The UK’s first live radio broadcast came from the factory of the Wireless Telegraph Company in Chelmsford, under the ownership of Guglielmo Marconi in June 1920. Sponsored by the Daily Mail's Lord Northcliffe and featuring famous soprano Dame Nellie Melba, the broadcast entranced the nation.
Within months the General Post Office (GPO) had received 100 requests for broadcast licences, and to avoid an un-regulated scramble for the radio spectrum, one licence was issued to the British Broadcasting Company. Formed on 18 October 1922, the commercial operation grouped the main companies under one umbrella. Weeks later the BBC was on air with its first programme - a news bulletin.
By 1927 the BBC had become a public corporation financed by a licence fee, which, 100 years later forms a major part of the corporation’s income.

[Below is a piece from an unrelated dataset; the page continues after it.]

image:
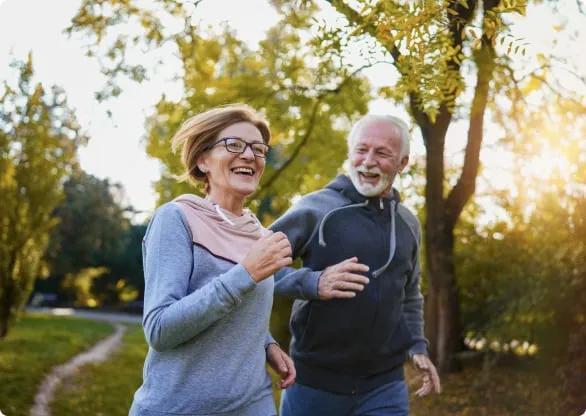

BBC managers were not content with just broadcasting to a domestic audience, and it was not long after the formation of the corporation that a British perspective could be heard globally. The radio industry in the Netherlands was more advanced than in the UK, so the BBC contracted Philips of Eindhoven to relay its domestic service from a transmitter in Daventry to listeners in India and South Africa. Philips also established a network of re-broadcasters in Australia and New Zealand before the BBC was able to launch its own dedicated Empire Service in 1932.